He stopped. When he finally looked up, he saw an expression on her face that made him profoundly uncomfortable—not because it was threatening, but because it was empathetic. It was a look of genuine human concern, something virtually non-existent in the dynamic between enslaved people and their captors.
“You do a lot of work for this house,” she observed, her voice barely rising above the distant thunder. “Do you ever rest?”
Samuel offered a slight, almost imperceptible shake of his head. “Not much, ma’am.”
A sad, knowing smile touched Eleanor’s lips. “This house is very quiet,” she confessed, the vulnerability in her tone startling him. “Too quiet, sometimes.”
Samuel remained silent. He was acutely aware that stepping into a conversation about the emotional state of the master’s wife was a line he could not cross. But Eleanor was not finished breaking the rules of her world. She pointed a slender finger toward a beautifully upholstered chair resting near the window.
“You may sit for a moment,” she offered.
Confusion washed over Samuel. An enslaved man was never to sit in the presence of the master or mistress, let alone in their private sleeping quarters. “It’s all right,” she reassured him, her voice soothing. “I asked you to stay.”
Reluctantly, and moving with extreme caution, Samuel lowered his large frame onto the very edge of the chair, his muscles tense, ready to spring to his feet at a moment’s notice. For the next several minutes, a bizarre yet undeniably peaceful scene unfolded. The wealthy white mistress and the enslaved Black man sat in the dim light, talking softly about the trivialities of the world outside—the impending storm, the conditions of the sweeping fields, the rise and fall of the river that bordered the property. For a brief, suspended moment in time, the crushing weight of the institution of slavery seemed to pause at the bedroom door.
But reality in the antebellum South never paused for long.
Suddenly, the illusion of safety was shattered. Voices erupted from the foyer below. The heavy oak front door slammed shut with a violent force that echoed up the grand staircase.
Samuel shot up from the chair instantly. “Master Whitmore,” he breathed, the blood running cold in his veins.
Eleanor’s face drained of color, turning an ashen white. Her husband had departed days ago on a business trip to a neighboring town. He was not expected back for at least another week. The heavy, unmistakable thud of his boots pounded against the wooden floorboards of the hallway below, moving rapidly toward the stairs.
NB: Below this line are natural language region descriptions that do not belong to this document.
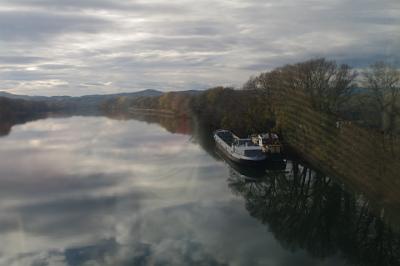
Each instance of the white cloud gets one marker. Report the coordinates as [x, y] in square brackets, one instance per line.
[134, 45]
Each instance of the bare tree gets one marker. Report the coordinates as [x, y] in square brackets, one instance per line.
[383, 82]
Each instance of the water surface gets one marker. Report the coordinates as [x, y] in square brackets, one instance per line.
[99, 191]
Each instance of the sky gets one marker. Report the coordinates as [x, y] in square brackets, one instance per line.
[78, 47]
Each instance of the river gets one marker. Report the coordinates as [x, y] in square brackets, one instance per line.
[101, 191]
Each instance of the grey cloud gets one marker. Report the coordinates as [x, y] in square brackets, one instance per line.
[20, 60]
[136, 45]
[36, 25]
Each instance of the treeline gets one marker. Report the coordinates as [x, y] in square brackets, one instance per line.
[370, 99]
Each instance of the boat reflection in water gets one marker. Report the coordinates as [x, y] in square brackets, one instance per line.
[305, 209]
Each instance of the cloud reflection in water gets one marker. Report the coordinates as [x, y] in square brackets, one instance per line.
[95, 191]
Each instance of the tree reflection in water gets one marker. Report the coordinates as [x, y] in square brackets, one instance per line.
[305, 209]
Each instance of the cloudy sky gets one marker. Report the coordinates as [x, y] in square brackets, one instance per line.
[76, 47]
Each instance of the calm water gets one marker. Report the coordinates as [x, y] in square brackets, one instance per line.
[98, 191]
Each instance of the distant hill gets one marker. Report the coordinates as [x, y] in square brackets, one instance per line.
[87, 102]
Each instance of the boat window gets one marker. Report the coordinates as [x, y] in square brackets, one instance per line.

“I should go, ma’am,” Samuel said urgently, stepping quickly toward the exit.
But it was too late. Before Samuel could even reach for the brass handle, the bedroom door was violently thrown open.
Master Whitmore filled the doorframe. He was a towering, severely stern man, known for his ruthless authority and sharp, calculating eyes that missed absolutely nothing. Rain from the approaching storm had soaked through his heavy traveling coat, leaving dark droplets on the pristine floor. His piercing gaze swept the room with terrifying speed, locking first onto Eleanor, who sat frozen on the edge of the bed, and then shifting to Samuel, who stood trapped within the confines of the master bedroom.